Influenceurs, hub managers et hommes de réseaux tuyauteurs

31 mars 2010

Ce soir Vincent Ducrey membre du cabinet de Luc Chatel et auteur d’un très épais Guide de l’influence paru aux éditions Eyrolles fêtait la sortie de son pavé. Si je parle de ce livre, ce n’est pas simplement parce que Vincent Ducrey m’a demandé d’y livrer ce que je pense de l’influence aujourd’hui et qu’il nomme le hub management. Si j’en parle c’est que Vincent Ducrey fait partie d’une génération qui a compris contrairement à la précédente que le pouvoir ne se garde plus pour soi mais qu’il se partage. J’ai dû l’écrire ici autrement il y a quelques temps.

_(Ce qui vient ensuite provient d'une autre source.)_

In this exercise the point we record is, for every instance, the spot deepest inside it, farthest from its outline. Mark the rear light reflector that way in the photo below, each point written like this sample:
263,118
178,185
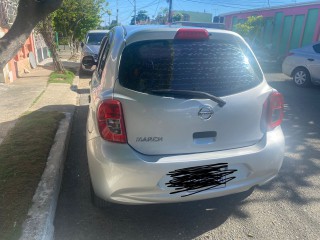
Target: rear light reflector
274,112
192,34
111,121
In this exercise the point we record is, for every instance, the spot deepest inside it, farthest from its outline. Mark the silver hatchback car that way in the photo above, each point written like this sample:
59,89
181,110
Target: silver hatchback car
180,114
303,65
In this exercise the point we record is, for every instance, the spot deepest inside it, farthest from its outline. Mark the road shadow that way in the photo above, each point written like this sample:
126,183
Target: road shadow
68,65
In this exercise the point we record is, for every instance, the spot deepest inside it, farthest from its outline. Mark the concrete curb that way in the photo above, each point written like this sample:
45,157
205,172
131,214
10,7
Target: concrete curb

La génération de mon père a longtemps pensé que le pouvoir consistait en une information sur laquelle il fallait poser son cul le plus longtemps possible. La génération des Vincent Ducrey a compris l’inverse. C’est par la transmission de l’information qu’on exerce aujourd’hui un pouvoir parmi d’autres. C’est en se transformant en tuyau, en autoroute humaine de l’information que l’homme-média (je ne parle pas des journalistes mais de ces hyper-communiquants) estime exercer un pouvoir qu’il accepte de partager. Et effectivement, tandis que nous levions nos verres à la santé de l’auteur et de l’ouvrage, Vincent Ducrey m’a confié, « mon hub est là » en désignant l’assistance ; son Hub, c’est à dire les maille humaines de son réseau constitué de gens avec lesquels il a plaisir à travailler. Son livre devait initialement s’intituler théorie du Hub Management. Je trouvais ça très chouette, ça le posait « en gourou » mais l’éditeur n’a pas voulu. Ecrivant ce billet, je me suis demandé pourquoi je prenais le temps de m’intéresser à Vincent et à son bouquin. Pour être honnête, j’ai accepté de parler dans son livre en espérant qu’un jour il m’amènerait Luc Chatel pour causer Internet dans Parlons Net. Chacun ses petits pêchés. J’attends toujours toujours Chatel ceci dit…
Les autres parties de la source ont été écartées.